Refleks Kaviar memegang tangan Papa. "Nggak perlu. Nanti juga nggak papa."
"Jangan keras kepala! Kamu ..."
"Ini cuma efek samping dari kemo." Kaviar menggumam lagi. "Nggak perlu panggil siapa pun."
Papa tidak peduli, dia menarik tangannya dari genggaman Kaviar lalu berlari pergi keluar dari bangsal.
Tidak lama kemudian Papa datang bersama seorang dokter.
"Demamnya sangat, dia ..."
Kaviar tidak lagi mampu mendengar penjelasan Papa pada dokter, telinganya berdengung, kepalanya sangat sakit, lidahnya kelu, kalau saja dokter tidak segera memberinya obat dia ragu apa dia bisa tetap sadar seperti sekarang.
"Nggak papa."
Kelopak mata Kaviar bergerak, sedikit terkejut saat merasakan tangannya digenggam oleh Papa.

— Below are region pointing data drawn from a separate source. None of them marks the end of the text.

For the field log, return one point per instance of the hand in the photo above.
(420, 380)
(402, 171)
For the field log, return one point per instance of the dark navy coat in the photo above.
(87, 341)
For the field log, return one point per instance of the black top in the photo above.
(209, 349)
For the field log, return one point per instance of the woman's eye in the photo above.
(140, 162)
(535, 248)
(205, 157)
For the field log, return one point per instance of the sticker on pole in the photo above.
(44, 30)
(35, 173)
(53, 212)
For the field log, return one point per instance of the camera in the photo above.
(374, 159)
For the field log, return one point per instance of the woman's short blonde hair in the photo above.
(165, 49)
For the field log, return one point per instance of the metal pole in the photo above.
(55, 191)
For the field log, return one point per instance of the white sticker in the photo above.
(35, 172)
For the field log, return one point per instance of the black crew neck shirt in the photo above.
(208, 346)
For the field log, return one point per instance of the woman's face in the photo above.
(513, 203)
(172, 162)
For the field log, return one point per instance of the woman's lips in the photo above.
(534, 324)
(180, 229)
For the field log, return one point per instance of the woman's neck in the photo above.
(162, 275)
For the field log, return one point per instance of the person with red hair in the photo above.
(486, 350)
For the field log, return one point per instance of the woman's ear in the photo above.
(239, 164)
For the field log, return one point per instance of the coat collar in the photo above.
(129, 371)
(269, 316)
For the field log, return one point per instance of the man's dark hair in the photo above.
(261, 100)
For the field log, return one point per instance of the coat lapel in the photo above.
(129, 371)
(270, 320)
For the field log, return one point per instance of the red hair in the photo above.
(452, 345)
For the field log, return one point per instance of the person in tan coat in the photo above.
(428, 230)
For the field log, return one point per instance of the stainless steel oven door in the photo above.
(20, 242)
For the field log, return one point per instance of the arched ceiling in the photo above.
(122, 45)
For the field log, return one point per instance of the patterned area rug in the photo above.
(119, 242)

"Kavi, tolong dengar saya." Suara Papa kembali terdengar. "Saya tahu hidupmu tidak mudah, saya tahu kamu yang selalu kalah dari keadaan. Saya tahu saat ini kamu sedang jatuh. Saya tahu karena saya yang menyebabkan semua itu. Tapi, Kaviar, saya akan selalu berada di sisi kamu, kamu bisa memercayai saya, kamu tidak perlu berjuang lagi, jadi tolong ... jangan menyerah. Tolong tetap kuat. Kita akan selalu melindungimu. Hari ini kamu harus mengalahkan kedaaan, ya?"
Suara Papa begitu lembut dan putus asa. Rasa sakit yang dirasakan Kaviar langsung hilang seketika. Jantungnya berdegup kencang. Ini pertama kalinya dia mendengar Papa bicara selembut itu padanya, ini pertama kalinya dia melihat kepedulian yang selalu disembunyikan Papa padanya.
"Maaf karena saya terlalu keras padamu." Papa kembali bicara. "Saya tidak punya pilihan lain."
Kaviar ingin bicara bahwa dia tidak marah, bahwa sekarang dia mengerti. Sekarang Kaviar tahu kalau Papa peduli padanya, menyayanginya, hanya saja caranya berbeda dengan ayah kebanyakan.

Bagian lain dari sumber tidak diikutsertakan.